On entend parfois dire : ça, c’est une « vérité de foi ». Il n’y a de vérité de foi que parce que je crois que Celui en qui je mets ma confiance ne peut pas me tromper, qu’il est vrai au sens où il me dit « je suis le chemin, la vérité et la vie ». Dans l’ordre de la foi, l’exercice de l’intelligence est non seulement possible, mais il est nécessaire et requis. Voilà pourquoi il existe des formations pour approfondir la foi, pour éveiller en nous l’intelligence de la foi. Croire ne doit jamais s’opposer à sa volonté, son intelligence, sa raison et sa conscience. La foi n’est pas un acte formel de soumission servile à tels ou tels énoncés dont la crédibilité serait garantie par des instances supérieures, et qui dispenseraient le « croyant » de toute décision et de tout engagement personnel. La foi ne peut être qu’un acquiescement qui met en jeu – en mouvement – toute la personne, toute son intelligence, toute sa capacité de questionnement, toute sa faculté de comprendre.

Reste la question clé : « A quoi ça sert de croire ? ». Eh bien je vais peut-être vous étonner, mais stricto sensu, cela ne sert à rien, au sens où Dieu n’est pas un outil utile pour me servir. La foi, c’est comme l’amour authentique, a priori, cela ne sert à rien, mais qui pourrait s’en passer ? C’est quand c’est amour reçu et donné est gratuit et désintéressé qu’il fait sens. La foi ne change rien, comme la lumière ne change pas les choses qu’elle éclaire, elle nous donne seulement, et ce n’est pas rien, de les voir !

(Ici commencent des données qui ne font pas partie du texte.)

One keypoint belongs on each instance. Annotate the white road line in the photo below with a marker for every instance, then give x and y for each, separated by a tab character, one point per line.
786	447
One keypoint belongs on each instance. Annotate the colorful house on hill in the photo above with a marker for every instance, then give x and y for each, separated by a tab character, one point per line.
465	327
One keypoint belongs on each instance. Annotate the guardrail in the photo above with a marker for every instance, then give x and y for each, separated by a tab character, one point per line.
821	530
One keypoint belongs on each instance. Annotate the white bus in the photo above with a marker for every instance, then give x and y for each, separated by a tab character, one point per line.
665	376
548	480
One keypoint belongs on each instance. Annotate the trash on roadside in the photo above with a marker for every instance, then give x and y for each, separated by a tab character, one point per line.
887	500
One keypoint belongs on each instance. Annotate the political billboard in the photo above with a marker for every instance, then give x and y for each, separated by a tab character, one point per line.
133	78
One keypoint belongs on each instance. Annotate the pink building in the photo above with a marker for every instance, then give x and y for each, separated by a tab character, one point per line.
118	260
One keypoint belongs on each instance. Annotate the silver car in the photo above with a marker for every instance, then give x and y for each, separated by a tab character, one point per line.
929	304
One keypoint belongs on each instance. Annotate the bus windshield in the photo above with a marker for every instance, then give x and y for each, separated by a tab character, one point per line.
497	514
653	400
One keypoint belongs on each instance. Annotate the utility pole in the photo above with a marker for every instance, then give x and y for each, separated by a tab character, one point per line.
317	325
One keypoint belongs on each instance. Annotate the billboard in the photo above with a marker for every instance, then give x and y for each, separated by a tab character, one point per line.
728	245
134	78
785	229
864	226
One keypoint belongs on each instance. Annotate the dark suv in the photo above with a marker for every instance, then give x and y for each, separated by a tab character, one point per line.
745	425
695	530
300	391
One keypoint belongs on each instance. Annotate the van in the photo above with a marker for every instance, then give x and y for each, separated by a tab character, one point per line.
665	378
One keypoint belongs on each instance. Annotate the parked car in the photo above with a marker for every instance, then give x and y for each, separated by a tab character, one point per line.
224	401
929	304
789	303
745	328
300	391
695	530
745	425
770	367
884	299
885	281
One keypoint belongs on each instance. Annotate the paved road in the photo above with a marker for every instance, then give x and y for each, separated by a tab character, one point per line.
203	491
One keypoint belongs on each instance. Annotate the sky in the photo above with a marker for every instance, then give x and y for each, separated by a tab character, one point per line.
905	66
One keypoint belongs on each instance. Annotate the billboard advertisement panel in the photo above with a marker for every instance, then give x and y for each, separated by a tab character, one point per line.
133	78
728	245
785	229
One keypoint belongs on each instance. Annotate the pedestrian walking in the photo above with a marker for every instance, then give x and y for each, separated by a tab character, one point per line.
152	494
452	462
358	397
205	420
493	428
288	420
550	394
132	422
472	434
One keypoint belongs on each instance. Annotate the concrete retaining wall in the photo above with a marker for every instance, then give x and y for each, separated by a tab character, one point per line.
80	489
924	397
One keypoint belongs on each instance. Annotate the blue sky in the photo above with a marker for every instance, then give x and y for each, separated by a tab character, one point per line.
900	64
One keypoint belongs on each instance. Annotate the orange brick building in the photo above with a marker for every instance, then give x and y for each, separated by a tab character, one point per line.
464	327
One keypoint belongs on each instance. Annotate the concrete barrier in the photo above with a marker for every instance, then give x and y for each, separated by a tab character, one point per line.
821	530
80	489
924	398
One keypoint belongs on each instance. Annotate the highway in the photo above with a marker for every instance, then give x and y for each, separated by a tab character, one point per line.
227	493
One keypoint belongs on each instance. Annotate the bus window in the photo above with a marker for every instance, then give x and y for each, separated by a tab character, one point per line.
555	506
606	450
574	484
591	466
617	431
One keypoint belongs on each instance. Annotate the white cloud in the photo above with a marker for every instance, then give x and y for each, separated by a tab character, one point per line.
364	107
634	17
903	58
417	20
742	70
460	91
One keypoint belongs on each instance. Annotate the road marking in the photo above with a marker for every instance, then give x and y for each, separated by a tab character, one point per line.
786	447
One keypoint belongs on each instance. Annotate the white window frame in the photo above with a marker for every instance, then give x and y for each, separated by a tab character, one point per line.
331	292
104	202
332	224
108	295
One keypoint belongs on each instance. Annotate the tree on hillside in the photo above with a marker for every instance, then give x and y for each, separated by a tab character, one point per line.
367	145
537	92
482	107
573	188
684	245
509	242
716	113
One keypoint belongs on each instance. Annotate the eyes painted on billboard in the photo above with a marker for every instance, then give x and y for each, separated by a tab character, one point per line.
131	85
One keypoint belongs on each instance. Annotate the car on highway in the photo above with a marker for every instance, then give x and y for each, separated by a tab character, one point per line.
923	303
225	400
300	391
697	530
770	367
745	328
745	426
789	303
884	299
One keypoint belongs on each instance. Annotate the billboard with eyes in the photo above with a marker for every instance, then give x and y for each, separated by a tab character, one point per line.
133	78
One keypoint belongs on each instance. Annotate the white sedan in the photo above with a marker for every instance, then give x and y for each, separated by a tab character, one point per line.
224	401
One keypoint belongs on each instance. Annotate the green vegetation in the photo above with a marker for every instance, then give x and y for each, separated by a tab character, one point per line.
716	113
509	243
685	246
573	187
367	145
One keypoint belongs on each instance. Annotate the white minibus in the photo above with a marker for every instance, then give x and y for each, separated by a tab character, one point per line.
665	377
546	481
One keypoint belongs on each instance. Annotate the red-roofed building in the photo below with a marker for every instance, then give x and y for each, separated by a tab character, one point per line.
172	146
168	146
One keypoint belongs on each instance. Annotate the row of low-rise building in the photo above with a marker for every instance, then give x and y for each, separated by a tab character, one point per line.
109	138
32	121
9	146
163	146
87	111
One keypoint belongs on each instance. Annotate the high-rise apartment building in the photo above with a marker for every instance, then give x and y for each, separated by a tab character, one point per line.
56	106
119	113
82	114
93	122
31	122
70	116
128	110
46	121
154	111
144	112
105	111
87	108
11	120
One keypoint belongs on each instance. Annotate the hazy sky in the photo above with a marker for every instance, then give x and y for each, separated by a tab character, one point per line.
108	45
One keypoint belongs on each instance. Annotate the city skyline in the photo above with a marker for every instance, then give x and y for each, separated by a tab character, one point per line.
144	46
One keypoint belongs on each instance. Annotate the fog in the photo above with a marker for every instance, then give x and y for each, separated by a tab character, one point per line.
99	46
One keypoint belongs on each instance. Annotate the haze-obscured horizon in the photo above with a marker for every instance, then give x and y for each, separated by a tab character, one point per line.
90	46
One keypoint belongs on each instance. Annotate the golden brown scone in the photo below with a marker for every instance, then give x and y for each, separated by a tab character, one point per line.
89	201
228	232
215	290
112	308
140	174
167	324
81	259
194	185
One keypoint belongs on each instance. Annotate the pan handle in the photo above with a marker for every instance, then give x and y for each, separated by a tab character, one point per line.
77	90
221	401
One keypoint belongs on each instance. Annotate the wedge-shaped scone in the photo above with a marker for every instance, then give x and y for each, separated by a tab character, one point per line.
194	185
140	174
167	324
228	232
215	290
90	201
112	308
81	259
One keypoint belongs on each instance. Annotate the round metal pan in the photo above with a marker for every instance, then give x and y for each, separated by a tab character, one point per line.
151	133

Enfin il y a une préoccupation, parfois lancinante, pour beaucoup d’entre-nous qui prenons de l’âge : « Oui, mais mes enfants, mes petits enfants ne sont pas du tout croyants » Fondamentalement, en effet, nous n’avons pas le pouvoir de transmettre la foi (puisqu’elle n’est pas un objet que l’on possède). Nous ne pouvons que veiller aux conditions qui rendent la foi possible, compréhensible, et surtout désirable ; mais notre pouvoir s’arrête là : aux conditions de possibilité. Car la transmission de la foi elle-même n’est pas de notre ressort. Elle sera toujours en même temps le fruit de la grâce de Dieu, mais aussi celle de la liberté de chacun. Car dans la foi, il y a bien un double mouvement ; quelque chose qui vient de Dieu et aussi notre consentement à son égard. Mais nous ne pouvons pas croire en Dieu si nous n’avons jamais entendu parlé de lui. C’est d’ailleurs pourquoi il est important et même indispensable que nous soyons les témoins, chacun à notre façon, de ce que nous croyons, ce que nous avons reçus. Et nous pourrions reprendre les mots de Sainte Bernadette Soubirous : « je ne suis pas chargé de vous le faire croire, mais de vous le dire ». Amen.